Если в готическом, в черном романе людьми руководит некий мистический хаос (такой вид приобретают здесь общественные отношения, определяющие человеческую судьбу), вторгающийся в жизнь, то у Гете сам мистический хаос оказывается руководимым. Если для «рассказов о привидениях» конкретная действительность была лишь видимостью, за которой скрывалось таинственное, то для Гете видимостью было также само таинственное. К концу романа оно снималось и, по мысли Гете, руководство конкретной действительностью оказывалось в руках людей, стоявших посреди этой действительности, порожденных ею, но сумевших особенно хорошо и универсально развить свою человеческую природу. Таким образом в «Вильгельме Мейстере», в конечном счете, должна произойти реабилитация реального мира – человеческой судьбой все же управляют люди.

Именно это было одной из причин, почему романтики в конце концов разочаровались в «Вильгельме Мейстере». Они хотели, чтобы третий, окончательный план романа подымал его в мир мифологии и религии, – в этом направлении развивается «Генрих фон Офтердинген» Новалиса.

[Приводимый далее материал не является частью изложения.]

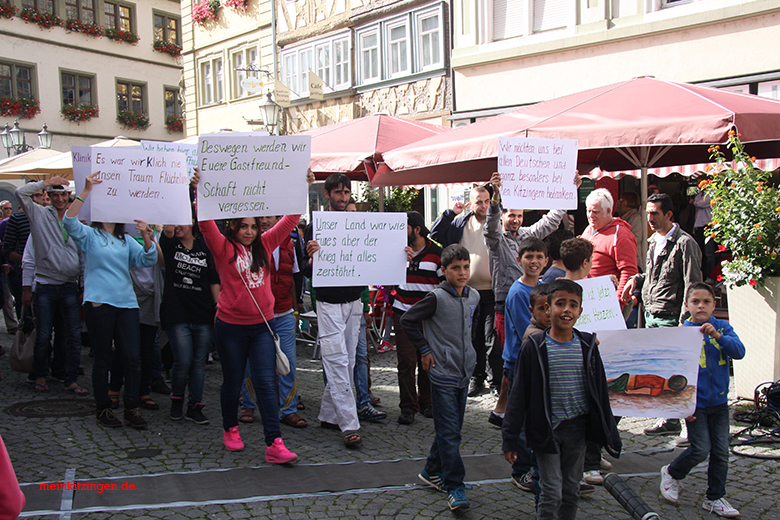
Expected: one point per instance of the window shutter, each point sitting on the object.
(508, 19)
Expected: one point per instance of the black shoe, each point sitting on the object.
(406, 418)
(195, 413)
(134, 419)
(158, 386)
(106, 417)
(177, 408)
(475, 387)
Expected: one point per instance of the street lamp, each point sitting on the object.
(270, 112)
(14, 139)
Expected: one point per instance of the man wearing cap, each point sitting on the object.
(57, 273)
(423, 274)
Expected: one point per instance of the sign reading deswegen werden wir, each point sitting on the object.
(359, 248)
(249, 176)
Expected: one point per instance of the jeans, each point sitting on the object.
(414, 397)
(360, 372)
(113, 325)
(560, 473)
(237, 344)
(708, 435)
(449, 408)
(50, 299)
(190, 344)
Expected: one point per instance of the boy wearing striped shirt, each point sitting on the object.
(560, 395)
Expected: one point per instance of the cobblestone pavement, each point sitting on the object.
(43, 448)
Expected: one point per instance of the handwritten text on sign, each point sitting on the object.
(248, 176)
(359, 248)
(600, 306)
(152, 186)
(537, 173)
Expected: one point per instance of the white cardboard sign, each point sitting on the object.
(537, 173)
(359, 248)
(139, 184)
(600, 305)
(249, 176)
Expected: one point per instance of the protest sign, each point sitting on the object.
(600, 305)
(190, 150)
(652, 372)
(249, 176)
(359, 248)
(140, 184)
(537, 173)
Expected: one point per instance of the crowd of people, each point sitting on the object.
(486, 300)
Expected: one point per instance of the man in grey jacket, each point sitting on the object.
(673, 264)
(57, 273)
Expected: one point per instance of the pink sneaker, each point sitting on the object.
(276, 453)
(232, 440)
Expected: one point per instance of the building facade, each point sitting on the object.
(91, 69)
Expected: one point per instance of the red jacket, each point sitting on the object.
(614, 251)
(235, 304)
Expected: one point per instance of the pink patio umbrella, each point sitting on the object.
(355, 147)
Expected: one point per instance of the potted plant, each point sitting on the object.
(746, 221)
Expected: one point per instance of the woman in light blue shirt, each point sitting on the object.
(110, 304)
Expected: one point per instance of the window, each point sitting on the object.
(118, 16)
(16, 81)
(130, 97)
(172, 103)
(369, 56)
(245, 65)
(166, 28)
(399, 47)
(82, 10)
(77, 89)
(429, 35)
(212, 81)
(44, 6)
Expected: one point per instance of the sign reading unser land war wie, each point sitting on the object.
(248, 176)
(538, 173)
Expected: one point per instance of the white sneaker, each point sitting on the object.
(593, 478)
(720, 507)
(670, 487)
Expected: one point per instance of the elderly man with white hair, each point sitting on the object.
(614, 245)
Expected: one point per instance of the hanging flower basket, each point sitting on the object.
(118, 35)
(239, 6)
(25, 108)
(745, 216)
(7, 11)
(43, 20)
(174, 124)
(204, 11)
(79, 113)
(133, 120)
(90, 29)
(167, 48)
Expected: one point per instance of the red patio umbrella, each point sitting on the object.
(355, 147)
(640, 123)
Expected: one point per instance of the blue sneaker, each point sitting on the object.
(456, 498)
(435, 481)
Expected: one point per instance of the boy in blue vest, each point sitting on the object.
(446, 314)
(708, 428)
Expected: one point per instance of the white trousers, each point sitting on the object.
(339, 327)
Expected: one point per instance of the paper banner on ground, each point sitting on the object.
(537, 173)
(600, 306)
(139, 184)
(359, 248)
(652, 372)
(190, 150)
(249, 176)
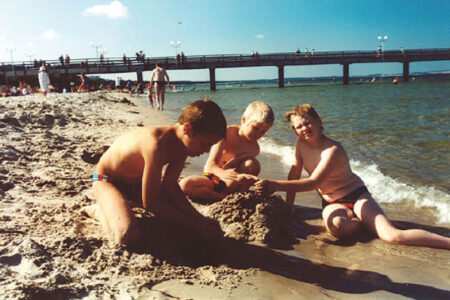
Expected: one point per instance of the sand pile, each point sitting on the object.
(251, 217)
(47, 249)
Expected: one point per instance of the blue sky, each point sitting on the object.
(48, 28)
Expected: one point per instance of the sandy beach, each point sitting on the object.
(48, 250)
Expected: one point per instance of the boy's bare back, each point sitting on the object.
(125, 160)
(236, 146)
(332, 156)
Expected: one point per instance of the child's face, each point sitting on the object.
(306, 126)
(253, 130)
(201, 143)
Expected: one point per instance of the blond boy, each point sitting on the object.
(232, 165)
(346, 202)
(136, 160)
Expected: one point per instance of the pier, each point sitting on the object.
(27, 69)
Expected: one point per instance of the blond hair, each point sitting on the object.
(259, 112)
(301, 111)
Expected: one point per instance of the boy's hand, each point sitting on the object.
(229, 175)
(264, 187)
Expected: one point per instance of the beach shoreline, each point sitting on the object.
(47, 249)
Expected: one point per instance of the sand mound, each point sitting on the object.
(251, 217)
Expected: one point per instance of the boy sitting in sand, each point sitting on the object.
(232, 166)
(134, 165)
(346, 202)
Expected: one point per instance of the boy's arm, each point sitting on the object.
(167, 77)
(151, 179)
(294, 174)
(321, 172)
(212, 164)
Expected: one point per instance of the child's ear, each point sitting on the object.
(187, 128)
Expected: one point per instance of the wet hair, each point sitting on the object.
(259, 112)
(302, 110)
(205, 117)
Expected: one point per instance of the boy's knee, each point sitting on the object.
(250, 166)
(186, 185)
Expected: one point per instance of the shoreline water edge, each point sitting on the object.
(48, 250)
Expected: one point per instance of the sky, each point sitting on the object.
(46, 29)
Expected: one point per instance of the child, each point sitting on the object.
(136, 160)
(232, 166)
(346, 202)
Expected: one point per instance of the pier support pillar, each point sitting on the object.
(280, 76)
(139, 76)
(212, 79)
(406, 71)
(345, 77)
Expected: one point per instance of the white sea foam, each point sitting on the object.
(383, 188)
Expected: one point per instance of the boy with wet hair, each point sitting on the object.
(346, 202)
(232, 165)
(133, 167)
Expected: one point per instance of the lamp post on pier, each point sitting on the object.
(381, 39)
(11, 51)
(176, 46)
(97, 46)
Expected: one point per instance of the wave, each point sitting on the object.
(383, 188)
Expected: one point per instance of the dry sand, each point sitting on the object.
(48, 148)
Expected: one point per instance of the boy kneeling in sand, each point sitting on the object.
(346, 202)
(232, 166)
(136, 160)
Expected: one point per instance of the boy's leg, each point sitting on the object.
(372, 216)
(115, 214)
(339, 220)
(197, 186)
(162, 92)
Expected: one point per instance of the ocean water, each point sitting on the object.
(396, 136)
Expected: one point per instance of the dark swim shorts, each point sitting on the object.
(349, 199)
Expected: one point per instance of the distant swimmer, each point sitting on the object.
(395, 81)
(159, 75)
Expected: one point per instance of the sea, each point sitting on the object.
(397, 136)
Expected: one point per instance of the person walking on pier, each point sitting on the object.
(159, 75)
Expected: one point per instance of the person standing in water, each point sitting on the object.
(159, 75)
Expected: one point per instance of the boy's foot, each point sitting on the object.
(91, 211)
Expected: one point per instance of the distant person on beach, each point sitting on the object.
(44, 80)
(150, 95)
(159, 75)
(232, 165)
(346, 202)
(132, 170)
(84, 85)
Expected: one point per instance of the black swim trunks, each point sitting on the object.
(219, 185)
(349, 199)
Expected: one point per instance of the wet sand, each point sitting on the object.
(48, 149)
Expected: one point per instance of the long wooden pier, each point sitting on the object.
(28, 69)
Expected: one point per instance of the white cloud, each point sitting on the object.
(114, 10)
(49, 34)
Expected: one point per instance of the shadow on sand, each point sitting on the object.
(180, 247)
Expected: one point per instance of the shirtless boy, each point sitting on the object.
(138, 157)
(346, 202)
(232, 166)
(159, 75)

«Три этажа» встречаем мы, впрочем, и в ряде готических романов – действительность, таинственное, разъяснение тайн. Однако разъяснение тайн означало здесь лишь их сведение к случайностям, которые никак не возвышались над уровнем исходного плана эмпирической случайной действительности. «Разъясняющийся» готический роман был движением внутри, возвращением к прежнему состоянию. Между тем весь смысл «Вильгельма Мейстера» в том, чтобы третий план был качественно иным, чтобы с вершины его башни открывался наиболее пространный и поучительный вид; действительность по замыслу возвращается тут существенно обогащенной.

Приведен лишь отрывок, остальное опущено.